Pod koniec lutego pisaliśmy o zamknięciu jednej z najstarszych drukarni w Czechach, która mieści się w Czeskim Cieszynie, w bliskim sąsiedztwie Mostu Przyjaźni. Jak się okazuje, historia drukarstwa w tym miejscu będzie kontynuowana. Zarówno budynek, jak i maszyny zakupił bowiem Jaroslav Drahoš – właściciel drukarni Finidr.
„Pod koniec zeszłego roku właściciel Cieszyńskiej Drukarni zdecydował, że drukarnia zakończy swoją działalność poligraficzną. Informacja ta z pewnością nikogo nie ucieszyła. FINIDR i Cieszyńska Drukarnia produkowały obok siebie przez 27 lat. Pomimo tego, że byliśmy konkurencją i poruszaliśmy się na tym samym rynku, wiele razy spotykaliśmy się także u tych samych klientów, nawet pomimo tego w wielu dziedzinach byliśmy zdolni do współpracy i wzajemnej pomocy. Teraz Cieszyńska Drukarnia zakończyła działalność. Miała inną strategię, która nie odniosła sukcesu w tym zawrotnym świecie. Mogło się to przydarzyć jakiejkolwiek firmie w każdej branży” – czytamy w komunikacie drukarni Finidr
z Czeskiego Cieszyna.
Przedstawiciele firmy informują, iż po podjęciu decyzji o zakończeniu działalności Cieszyńskiej Drukarni, jej przedstawiciele zwrócili się do właściciela drukarni Finidr, aby ten znalazł drogę do zachowania przynajmniej części tej cieszyńskiej tradycji. „Twarde, ale uczciwe negocjacje doprowadziły do stopniowego porozumienia o przejęciu niektórych kluczowych pracowników, odkupieniu maszyn, a następnie o kupnie nieruchomości drukarni. W przeciągu kwietnia w tym budynku znów stopniowo przywrócimy do życia produkcję książek „- informuje Jaroslav Drahoš, właściciel drukarni Finidr z Czeskiego Cieszyna.

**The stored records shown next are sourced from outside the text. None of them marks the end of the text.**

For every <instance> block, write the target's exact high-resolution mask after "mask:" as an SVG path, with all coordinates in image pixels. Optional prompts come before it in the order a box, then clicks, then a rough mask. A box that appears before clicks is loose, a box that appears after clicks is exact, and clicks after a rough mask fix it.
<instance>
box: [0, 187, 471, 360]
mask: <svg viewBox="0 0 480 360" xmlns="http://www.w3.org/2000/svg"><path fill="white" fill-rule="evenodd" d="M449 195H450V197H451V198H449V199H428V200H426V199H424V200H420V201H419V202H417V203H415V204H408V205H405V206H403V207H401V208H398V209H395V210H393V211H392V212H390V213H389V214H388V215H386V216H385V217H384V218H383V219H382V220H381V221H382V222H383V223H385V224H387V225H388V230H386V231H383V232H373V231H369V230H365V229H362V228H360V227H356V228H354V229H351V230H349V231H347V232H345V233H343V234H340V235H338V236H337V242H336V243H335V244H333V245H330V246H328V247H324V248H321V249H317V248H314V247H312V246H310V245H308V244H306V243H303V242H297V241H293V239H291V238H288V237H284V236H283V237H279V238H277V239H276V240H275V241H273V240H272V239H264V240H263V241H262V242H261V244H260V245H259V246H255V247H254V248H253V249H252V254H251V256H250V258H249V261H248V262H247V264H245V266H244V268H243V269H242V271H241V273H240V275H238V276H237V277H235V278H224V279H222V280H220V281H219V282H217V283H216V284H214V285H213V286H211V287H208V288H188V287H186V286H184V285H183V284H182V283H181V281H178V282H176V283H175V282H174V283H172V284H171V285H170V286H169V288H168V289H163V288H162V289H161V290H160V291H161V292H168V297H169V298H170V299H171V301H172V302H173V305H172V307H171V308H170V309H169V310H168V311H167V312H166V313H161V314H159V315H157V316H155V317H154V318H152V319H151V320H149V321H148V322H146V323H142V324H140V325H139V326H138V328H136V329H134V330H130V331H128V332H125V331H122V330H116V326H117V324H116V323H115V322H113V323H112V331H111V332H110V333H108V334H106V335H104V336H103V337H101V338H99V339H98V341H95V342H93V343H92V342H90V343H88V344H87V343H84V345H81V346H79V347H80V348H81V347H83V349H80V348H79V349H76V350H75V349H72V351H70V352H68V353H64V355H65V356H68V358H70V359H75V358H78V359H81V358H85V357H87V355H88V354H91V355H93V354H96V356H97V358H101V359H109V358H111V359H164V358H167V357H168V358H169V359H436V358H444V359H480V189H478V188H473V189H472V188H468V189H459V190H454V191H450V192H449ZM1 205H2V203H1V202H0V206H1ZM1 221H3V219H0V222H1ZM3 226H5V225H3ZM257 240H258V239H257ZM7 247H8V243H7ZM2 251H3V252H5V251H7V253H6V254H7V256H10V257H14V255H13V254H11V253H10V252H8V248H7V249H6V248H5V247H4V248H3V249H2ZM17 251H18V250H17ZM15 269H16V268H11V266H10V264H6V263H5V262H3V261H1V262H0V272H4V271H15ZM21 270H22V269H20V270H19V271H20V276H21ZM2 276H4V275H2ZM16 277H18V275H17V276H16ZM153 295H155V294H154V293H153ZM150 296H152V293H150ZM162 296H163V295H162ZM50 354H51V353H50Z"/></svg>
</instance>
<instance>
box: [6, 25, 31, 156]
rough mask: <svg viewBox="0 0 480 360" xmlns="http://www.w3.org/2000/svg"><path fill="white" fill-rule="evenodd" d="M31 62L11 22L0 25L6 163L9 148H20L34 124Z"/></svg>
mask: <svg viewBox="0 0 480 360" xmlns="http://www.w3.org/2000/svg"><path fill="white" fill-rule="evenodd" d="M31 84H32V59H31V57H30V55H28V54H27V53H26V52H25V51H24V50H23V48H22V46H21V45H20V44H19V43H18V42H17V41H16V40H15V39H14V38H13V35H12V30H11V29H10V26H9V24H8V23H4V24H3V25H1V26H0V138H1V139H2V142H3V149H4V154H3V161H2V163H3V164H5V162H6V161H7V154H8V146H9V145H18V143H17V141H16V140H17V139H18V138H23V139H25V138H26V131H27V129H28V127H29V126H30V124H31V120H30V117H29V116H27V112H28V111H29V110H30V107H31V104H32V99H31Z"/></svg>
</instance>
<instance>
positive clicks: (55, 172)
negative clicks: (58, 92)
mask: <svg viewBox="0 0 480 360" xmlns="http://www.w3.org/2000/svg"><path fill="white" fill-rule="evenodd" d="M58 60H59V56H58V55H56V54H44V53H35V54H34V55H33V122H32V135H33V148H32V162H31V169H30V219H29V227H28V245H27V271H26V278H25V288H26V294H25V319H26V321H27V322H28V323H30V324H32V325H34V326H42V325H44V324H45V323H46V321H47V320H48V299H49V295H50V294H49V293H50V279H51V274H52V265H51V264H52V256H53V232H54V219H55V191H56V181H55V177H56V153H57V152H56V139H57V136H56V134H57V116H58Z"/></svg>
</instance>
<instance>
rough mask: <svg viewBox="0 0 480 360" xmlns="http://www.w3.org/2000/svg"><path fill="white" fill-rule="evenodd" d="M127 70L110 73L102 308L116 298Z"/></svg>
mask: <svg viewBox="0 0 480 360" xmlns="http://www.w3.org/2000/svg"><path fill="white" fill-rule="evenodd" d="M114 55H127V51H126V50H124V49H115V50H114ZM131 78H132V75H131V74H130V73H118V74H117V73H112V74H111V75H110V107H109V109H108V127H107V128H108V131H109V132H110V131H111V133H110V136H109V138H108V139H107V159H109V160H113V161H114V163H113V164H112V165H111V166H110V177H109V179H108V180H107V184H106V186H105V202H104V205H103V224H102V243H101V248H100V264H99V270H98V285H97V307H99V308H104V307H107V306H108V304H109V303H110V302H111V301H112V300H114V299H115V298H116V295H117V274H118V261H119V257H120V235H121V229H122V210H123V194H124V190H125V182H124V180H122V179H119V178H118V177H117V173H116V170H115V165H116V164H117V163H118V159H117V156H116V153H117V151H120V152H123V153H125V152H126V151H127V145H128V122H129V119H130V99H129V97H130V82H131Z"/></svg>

Historia drukarni, majacej swoja siedzibę przy ul. Głównej, od 1888 roku jest ściśle związana z rodziną Prochasków, która w 1806 roku przybyła do Cieszyna, nabywając drukarnię od Fabiana Beinhauera. Intensywny rozwój drukarni przy rzece Olzie trwał praktycznie do 1920 roku. W latach 30. pojawiły się problemy, w efekcie których drukarnia została przejęta przez bank, a następnie odsprzedana w 1940 roku nazistowskiemu działaczowi Hubertowi Lüdermannowi. Po wojnie zakład został upaństwowiony, a w latach 90. sprywatyzowany.